Towards a More Inclusive Higher Education | Mundo UNTREF
Tuesday March 22, 2022
On the International Day for the Elimination of Racial Discrimination, international specialists reflected on the role of Universities and Institutes of Higher Education.
Specialists Daniel Mato, Rajani Naidoo, Verene Shepherd and Alta Hooker stressed the need to modify the curricula of Higher Education Institutions (HEI) to allow greater social inclusion and eradicate the multiple forms of discrimination and racism that still persist. The conclusions were developed in the webinar What Can Higher Education Institutions do to Eradicate Racism from within and in their Societies?
The event, organized by UNTREF together with UNESCO and other foreign universities, had Daniel Mato, Director of the UNESCO Chair in Higher Education and Indigenous and Afro-descendant Peoples in Latin America, among its keynote speakers. The specialist denounced that discrimination against indigenous and Afro-descendant peoples in higher education is naturalized and entrenched. “There are people who suffer restrictions to access studies, on one hand, and there are institutions that generate exclusion of these peoples’ traditional knowledge and denial of their languages and worldviews, on the other”, highlighted the Argentine specialist.
For Mato, another problem lies in the shortage of indigenous and Afro-descendant teachers, as well as in the null presence of authorities from these peoples. “For higher education to be truly intercultural and anti-racist, it is essential to review the study plans of all careers”, he emphasized.

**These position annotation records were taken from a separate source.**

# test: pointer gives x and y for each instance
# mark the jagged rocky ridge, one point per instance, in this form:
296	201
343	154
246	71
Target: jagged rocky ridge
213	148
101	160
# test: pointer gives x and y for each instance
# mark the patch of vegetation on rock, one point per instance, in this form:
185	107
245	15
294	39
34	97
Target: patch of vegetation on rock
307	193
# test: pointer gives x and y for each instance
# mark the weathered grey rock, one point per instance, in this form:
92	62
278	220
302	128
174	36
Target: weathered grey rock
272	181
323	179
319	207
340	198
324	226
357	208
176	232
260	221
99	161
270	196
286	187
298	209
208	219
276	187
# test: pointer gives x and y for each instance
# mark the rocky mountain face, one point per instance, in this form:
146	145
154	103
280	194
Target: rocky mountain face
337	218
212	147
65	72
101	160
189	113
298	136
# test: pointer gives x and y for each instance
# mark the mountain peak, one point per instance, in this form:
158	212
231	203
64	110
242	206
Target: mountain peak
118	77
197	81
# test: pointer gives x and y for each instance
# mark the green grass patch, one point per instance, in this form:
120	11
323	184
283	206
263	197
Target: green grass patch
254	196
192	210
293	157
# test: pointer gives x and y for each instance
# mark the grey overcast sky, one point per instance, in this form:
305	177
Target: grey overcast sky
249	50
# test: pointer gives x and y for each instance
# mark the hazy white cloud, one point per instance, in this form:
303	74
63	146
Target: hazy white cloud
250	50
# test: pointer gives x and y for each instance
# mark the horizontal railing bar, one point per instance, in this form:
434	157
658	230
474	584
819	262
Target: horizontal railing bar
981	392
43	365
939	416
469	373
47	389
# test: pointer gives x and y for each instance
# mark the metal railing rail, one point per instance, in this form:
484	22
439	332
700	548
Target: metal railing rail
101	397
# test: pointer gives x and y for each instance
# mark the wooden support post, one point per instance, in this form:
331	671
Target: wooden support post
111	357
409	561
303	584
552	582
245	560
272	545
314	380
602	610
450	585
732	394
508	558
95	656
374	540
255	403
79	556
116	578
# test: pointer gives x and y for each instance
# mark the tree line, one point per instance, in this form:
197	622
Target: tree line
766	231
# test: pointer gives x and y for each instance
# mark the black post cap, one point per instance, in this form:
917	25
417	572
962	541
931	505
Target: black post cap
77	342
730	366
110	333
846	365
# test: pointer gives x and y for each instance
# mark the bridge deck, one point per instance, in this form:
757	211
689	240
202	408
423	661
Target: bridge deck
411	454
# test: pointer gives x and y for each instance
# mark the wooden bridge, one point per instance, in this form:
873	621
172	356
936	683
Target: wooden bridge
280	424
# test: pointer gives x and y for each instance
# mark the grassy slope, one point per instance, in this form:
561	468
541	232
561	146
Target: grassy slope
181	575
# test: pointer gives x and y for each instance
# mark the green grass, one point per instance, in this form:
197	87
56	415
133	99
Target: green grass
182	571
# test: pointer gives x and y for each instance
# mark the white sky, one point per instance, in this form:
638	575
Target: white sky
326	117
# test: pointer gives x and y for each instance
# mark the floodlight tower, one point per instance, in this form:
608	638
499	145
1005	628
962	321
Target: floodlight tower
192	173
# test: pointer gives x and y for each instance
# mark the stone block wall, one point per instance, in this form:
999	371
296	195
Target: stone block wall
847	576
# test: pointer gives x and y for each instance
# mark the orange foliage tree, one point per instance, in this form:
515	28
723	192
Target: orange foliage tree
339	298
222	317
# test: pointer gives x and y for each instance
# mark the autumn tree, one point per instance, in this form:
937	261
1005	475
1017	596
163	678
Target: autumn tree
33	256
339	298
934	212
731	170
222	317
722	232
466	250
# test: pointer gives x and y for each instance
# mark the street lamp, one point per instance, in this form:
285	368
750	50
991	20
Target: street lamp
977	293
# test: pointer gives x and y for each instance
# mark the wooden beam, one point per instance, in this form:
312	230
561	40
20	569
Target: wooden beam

Although for the UNTREF expert there have been recent advances in relation to anti-discrimination proposals: “We can cite States that have created intercultural universities, such as Mexico, Panama, Bolivia, Peru and Colombia, situations that demonstrate a certain progress in the conscience of those in power,” he said. However, he stated that “the challenge is not only to include members of indigenous and Afro-descendant peoples in higher education, but to transform it completely to ensure their permanence”.
The activity was organized by UNTREF; the UNESCO International Institute for Higher Education in Latin America and the Caribbean (IESALC); the International Centre for Higher Education Management (ICHEM); the Race Equality Taskforce (RET) of the University of Bath, United Kingdom; the University of the Autonomous Regions of the Nicaraguan Caribbean Coast (URACCAN); and the University of the West Indies.
For Alta Suzzane Hooker Blandford, rector of the University of the Autonomous Regions of the Nicaraguan Caribbean Coast and coordinator of the Network of Indigenous Intercultural and Community Universities of Abya Yala (RUIICAY), “invisibilization, passivity and denial are mechanisms still in force in our societies” and considered that the fight against racism has to be a political will of the university authorities.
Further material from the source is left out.